I felt a great disturbance in the Force, as if millions of voices suddenly cried out in ecstasy. Duran Duran announced on Twitter that they will have a new album and tour starting this month in Spain, eventually meandering across the US and then finishing up in Britain. While my tastes veer more toward punk than the New Romantics, I was there at the start of MTV’s influential run, so I have a soft spot for the Double D boys, largely because their Russell Mulcahey videos were a lot of fun and usually pretty sexy, too.
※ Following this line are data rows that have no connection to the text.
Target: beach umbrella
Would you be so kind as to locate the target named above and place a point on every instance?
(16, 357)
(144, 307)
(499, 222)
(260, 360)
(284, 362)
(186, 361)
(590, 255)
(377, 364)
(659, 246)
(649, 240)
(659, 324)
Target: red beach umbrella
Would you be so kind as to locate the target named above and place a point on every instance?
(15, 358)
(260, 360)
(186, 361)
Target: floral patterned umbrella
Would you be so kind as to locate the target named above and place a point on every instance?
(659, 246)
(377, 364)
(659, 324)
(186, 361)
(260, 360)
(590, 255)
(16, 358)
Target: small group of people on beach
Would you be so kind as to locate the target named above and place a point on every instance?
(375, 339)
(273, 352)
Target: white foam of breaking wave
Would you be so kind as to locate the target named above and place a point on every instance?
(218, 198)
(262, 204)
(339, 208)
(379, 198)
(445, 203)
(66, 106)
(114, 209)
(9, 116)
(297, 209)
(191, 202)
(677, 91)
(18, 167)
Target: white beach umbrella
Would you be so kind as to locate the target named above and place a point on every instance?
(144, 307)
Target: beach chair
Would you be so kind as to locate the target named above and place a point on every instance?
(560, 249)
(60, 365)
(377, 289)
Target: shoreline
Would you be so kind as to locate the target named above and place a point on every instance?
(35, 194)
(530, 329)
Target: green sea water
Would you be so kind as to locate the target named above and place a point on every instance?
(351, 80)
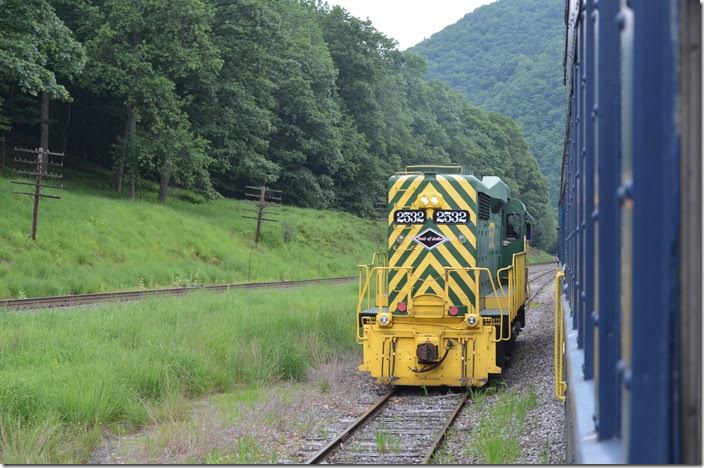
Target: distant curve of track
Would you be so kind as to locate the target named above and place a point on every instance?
(124, 296)
(50, 302)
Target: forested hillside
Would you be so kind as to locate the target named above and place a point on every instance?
(213, 95)
(507, 57)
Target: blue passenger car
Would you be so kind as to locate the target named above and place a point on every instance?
(630, 231)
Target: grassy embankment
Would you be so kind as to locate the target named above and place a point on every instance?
(93, 240)
(66, 377)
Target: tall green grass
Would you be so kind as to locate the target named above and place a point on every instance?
(66, 374)
(93, 240)
(539, 256)
(497, 438)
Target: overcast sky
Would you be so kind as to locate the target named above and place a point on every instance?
(410, 21)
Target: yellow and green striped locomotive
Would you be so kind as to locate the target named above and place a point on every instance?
(444, 304)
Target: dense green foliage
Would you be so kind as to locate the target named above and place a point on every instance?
(507, 57)
(212, 95)
(92, 240)
(67, 376)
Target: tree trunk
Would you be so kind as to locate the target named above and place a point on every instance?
(132, 193)
(44, 136)
(120, 164)
(131, 152)
(164, 184)
(119, 173)
(3, 151)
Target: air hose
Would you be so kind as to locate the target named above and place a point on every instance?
(434, 366)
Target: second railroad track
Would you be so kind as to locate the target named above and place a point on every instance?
(119, 296)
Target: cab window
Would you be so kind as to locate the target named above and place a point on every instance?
(513, 227)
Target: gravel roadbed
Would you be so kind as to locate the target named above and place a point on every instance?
(543, 437)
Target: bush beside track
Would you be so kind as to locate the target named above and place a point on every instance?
(65, 377)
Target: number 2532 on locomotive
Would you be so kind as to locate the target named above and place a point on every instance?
(444, 303)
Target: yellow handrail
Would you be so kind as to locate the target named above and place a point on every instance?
(476, 293)
(559, 345)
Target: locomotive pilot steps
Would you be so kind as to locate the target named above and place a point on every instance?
(444, 304)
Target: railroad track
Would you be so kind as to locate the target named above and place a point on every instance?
(537, 291)
(402, 427)
(405, 426)
(123, 296)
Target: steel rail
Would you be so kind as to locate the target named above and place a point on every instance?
(351, 429)
(49, 302)
(123, 296)
(537, 291)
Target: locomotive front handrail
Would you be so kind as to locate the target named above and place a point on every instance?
(476, 293)
(366, 273)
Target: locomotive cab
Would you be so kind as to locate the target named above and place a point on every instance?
(444, 303)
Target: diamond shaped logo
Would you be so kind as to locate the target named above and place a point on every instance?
(430, 239)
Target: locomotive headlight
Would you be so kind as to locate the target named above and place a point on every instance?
(384, 319)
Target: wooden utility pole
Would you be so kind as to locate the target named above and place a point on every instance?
(39, 164)
(264, 198)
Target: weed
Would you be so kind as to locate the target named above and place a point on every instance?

Who can forget the overheated theatrics of ‘Hungry Like The Wolf’? I know ‘This is Planet Earth’ was before that but honestly, it was just a bit too silly and too far on the lace and ruffles side of the New Romantic playbook. HLTW really took advantage of the Sri Lankan setting and a vaguely Raiders of the Lost Ark vibe as well as the new network’s desire to break in new music: according to an article Wikipedia links to, they played it four times a day! Repetition works.
But it was more than that: there’s a little bit of everything in the song:
The lyrics were inspired by Little Red Riding Hood, and the repeating of the word “do” at the end of each verse takes its melody from the instrumentals in Gordon Lightfoot‘s song “If You Could Read My Mind“. Andy Taylor worked out a Marc Bolan-ish guitar part, a very Marshall-sounding Les Paul guitar lick that was added to the track. Then the bass and drums were added, and the whole track was finished that day, including Le Bon’s vocal melody and lyrics. The laugh at the beginning of the song and the screams during the song’s fade-out were performed and recorded live by Rhodes’ girlfriend at the time.
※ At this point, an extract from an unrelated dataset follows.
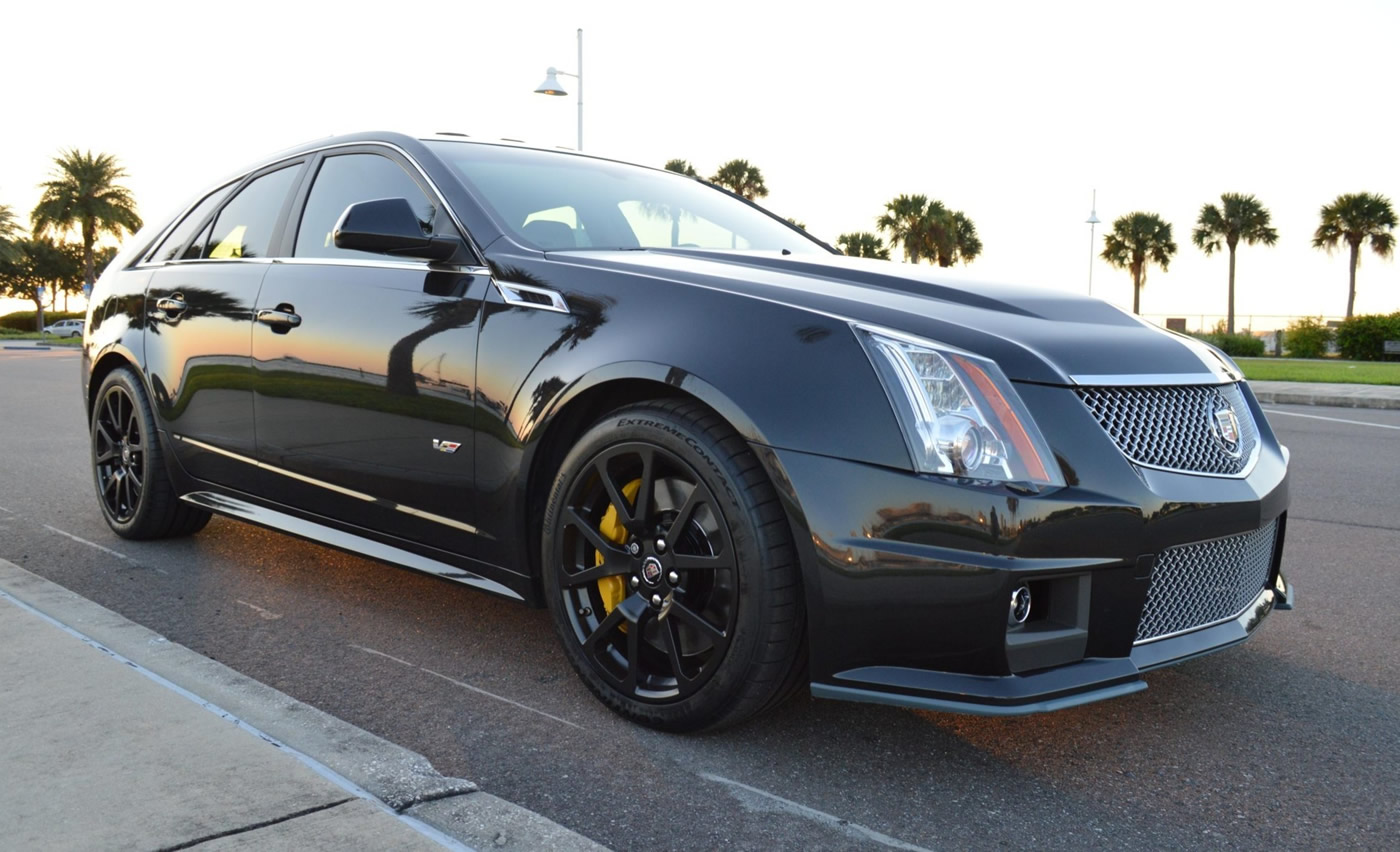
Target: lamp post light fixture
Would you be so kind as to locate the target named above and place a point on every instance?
(552, 86)
(1094, 220)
The visuals are the most effective part especially in the new music channel: like the best music videos, it offered a tantalizing glimpse into another world. Le Bon’s Indiana Jones-like character really wanted that vaguely cat-like woman (played by model Sheila Ming) very badly. It all seemed so new and wild back then. It also set the bar high for music videos — at least for a time. Simple performance videos weren’t enough: it was time for high concept.
For Duran Duran the ultimate in that regard might have been the William Burroughs-influenced ‘Wild Boys’ and Mulcahey’s million-dollar video, an unheard of amount at that time which shows you just how far things had gone. Mulcahey wanted to film the whole of Burroughs’ novel as a feature length film but found few to support the idea. The band appeared in costumes and scenery reminiscent of the second Mad Max film but the video got curtailed for a shorter radio edit of the song.
What bands do you want to see tour again? Who would get your teenage heart beating again? Or do you fear disappointment in finding the wild boys of your youth have become middle-aged?